Last year the economy shrank by the most in more than three centuries, but the April 7-12 poll of around 70 economists said it would expand 5.0% this year and 5.5% in 2022. In a March poll, those forecasts were 4.6% and 5.7%, respectively.
With much of the country’s dominant service industry closed, and citizens encouraged to stay at home, the poll suggested the economy contracted 2.3% last quarter. Now that lockdowns are being loosened, it was expected to grow 3.5% this quarter and 3.0% next.
“There are mounting signs that the effects on the economy from the third COVID-19 lockdown have started to thaw,” said Paul Dales at Capital Economics.

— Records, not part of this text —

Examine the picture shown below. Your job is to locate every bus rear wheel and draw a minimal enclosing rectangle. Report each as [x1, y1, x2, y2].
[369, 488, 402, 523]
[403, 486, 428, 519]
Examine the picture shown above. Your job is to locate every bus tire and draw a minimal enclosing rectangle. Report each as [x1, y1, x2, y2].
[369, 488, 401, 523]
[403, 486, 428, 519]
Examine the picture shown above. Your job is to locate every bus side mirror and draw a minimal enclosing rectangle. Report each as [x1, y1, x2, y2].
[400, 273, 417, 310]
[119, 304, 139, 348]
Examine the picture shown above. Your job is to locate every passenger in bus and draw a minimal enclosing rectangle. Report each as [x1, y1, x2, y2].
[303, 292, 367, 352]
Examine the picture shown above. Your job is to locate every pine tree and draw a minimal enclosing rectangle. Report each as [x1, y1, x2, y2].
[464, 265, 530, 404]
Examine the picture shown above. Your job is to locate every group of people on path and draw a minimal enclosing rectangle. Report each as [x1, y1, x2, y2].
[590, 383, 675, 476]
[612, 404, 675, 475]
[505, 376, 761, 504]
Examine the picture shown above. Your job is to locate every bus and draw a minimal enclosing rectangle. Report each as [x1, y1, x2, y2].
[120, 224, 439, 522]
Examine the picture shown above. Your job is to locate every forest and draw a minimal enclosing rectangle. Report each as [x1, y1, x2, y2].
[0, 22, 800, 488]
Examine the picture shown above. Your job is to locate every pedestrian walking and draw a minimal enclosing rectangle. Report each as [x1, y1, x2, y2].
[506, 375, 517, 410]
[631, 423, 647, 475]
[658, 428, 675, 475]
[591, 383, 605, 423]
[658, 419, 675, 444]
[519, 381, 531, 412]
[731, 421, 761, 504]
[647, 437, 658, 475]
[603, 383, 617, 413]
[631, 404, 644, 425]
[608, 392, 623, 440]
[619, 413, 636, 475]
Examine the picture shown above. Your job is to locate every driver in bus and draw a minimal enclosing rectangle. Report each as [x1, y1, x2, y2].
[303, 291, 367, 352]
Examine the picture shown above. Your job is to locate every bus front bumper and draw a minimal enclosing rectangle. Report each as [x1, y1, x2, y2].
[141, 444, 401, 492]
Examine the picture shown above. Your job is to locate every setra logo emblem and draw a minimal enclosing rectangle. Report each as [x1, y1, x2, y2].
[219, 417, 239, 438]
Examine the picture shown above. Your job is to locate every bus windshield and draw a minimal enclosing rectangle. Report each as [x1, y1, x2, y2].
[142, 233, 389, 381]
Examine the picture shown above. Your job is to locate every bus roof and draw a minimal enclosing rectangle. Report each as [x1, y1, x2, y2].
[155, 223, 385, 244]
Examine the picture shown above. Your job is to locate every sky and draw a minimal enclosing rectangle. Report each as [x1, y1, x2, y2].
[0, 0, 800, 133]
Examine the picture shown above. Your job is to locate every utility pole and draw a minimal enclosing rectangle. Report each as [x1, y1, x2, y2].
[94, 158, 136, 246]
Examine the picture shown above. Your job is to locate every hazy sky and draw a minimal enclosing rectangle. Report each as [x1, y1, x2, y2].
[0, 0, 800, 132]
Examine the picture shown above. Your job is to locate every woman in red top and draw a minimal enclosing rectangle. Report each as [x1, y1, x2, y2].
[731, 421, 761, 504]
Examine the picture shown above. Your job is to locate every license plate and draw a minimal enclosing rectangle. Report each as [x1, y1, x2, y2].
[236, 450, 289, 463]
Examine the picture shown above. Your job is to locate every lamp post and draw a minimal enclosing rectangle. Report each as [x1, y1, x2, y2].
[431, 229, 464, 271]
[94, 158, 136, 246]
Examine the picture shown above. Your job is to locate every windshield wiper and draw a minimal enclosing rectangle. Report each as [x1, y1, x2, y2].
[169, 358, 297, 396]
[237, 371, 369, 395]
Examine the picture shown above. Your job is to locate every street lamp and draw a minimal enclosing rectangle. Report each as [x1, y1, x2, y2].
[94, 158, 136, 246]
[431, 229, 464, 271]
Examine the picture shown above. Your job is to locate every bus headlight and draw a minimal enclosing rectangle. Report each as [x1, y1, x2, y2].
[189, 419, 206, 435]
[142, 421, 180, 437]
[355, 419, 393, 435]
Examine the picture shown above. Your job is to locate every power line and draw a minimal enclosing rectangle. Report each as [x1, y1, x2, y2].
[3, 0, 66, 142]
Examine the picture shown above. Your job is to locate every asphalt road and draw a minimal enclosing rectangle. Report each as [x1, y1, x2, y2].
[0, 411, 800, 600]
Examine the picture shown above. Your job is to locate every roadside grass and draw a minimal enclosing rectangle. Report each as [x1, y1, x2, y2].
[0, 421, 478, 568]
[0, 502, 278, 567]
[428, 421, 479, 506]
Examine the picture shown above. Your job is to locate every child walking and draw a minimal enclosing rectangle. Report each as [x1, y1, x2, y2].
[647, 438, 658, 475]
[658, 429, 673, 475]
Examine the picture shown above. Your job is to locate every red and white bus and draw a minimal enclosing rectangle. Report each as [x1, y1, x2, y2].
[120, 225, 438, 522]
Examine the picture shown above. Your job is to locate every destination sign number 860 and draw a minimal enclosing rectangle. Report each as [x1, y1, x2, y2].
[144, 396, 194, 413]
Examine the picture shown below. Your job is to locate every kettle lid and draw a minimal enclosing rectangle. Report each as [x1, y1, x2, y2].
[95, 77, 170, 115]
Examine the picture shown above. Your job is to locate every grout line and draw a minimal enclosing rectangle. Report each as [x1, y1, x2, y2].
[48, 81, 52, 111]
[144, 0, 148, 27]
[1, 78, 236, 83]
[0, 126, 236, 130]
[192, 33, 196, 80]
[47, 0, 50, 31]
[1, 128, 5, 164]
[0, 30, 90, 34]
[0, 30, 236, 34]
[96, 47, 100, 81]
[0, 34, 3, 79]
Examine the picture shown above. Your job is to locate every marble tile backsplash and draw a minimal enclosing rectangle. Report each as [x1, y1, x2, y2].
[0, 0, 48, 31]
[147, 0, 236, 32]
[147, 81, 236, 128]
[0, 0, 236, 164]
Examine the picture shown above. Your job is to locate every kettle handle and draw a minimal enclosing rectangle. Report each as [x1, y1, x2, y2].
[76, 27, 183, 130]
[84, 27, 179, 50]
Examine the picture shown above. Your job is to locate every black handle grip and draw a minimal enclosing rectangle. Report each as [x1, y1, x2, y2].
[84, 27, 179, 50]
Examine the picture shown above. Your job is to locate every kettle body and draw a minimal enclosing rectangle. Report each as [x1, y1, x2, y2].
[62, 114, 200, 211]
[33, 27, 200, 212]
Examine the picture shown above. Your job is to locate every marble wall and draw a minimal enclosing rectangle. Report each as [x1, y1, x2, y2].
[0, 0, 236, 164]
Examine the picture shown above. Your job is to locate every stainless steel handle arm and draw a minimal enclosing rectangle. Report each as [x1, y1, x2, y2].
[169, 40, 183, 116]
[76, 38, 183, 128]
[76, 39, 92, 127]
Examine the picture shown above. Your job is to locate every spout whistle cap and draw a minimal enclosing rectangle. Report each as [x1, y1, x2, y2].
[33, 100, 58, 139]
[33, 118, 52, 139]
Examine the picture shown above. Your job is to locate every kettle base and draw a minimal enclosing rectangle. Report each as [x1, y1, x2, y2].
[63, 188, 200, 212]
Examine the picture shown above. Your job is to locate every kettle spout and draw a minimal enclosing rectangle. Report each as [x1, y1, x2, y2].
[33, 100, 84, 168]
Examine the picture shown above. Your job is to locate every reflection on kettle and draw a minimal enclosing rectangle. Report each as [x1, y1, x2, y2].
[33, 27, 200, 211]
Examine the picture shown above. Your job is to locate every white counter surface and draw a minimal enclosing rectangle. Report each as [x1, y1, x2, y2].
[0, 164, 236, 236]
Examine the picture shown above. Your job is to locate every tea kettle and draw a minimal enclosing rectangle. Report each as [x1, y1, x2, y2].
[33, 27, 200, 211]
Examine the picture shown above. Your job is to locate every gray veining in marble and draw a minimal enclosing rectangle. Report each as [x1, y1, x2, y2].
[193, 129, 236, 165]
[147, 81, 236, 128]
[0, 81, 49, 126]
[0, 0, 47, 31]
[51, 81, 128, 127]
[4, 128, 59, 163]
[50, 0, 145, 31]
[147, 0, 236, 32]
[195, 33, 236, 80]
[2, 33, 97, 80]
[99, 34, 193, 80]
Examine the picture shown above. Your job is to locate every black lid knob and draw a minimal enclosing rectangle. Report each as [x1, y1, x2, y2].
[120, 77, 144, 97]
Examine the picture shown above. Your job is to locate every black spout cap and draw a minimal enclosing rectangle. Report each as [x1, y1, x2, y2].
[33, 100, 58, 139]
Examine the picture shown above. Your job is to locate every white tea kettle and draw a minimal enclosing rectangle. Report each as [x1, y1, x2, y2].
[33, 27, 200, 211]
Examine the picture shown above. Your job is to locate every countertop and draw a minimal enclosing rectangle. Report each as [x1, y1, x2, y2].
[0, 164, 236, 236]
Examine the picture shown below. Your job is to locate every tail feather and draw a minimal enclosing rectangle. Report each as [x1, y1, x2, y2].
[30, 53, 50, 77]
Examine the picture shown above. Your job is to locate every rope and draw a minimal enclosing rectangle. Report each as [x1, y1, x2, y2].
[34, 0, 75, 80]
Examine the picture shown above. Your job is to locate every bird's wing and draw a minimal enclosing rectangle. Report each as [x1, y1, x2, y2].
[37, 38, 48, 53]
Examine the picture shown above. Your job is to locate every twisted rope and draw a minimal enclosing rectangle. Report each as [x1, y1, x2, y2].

“We are sticking to our relatively optimistic view that the reopening of the economy and the vaccine programme will allow GDP to regain its pre-pandemic level early next year.”
But asked when the British economy would be back to its pre-pandemic size the majority of respondents to an additional question thought it would take a bit longer, with 10 expecting it to be a quarter or two later.
Finance Minister Rishi Sunak said last month he expected the economy would return to its pre-pandemic size in mid-2022. Six respondents in the poll said it would take longer and five said it would be sooner.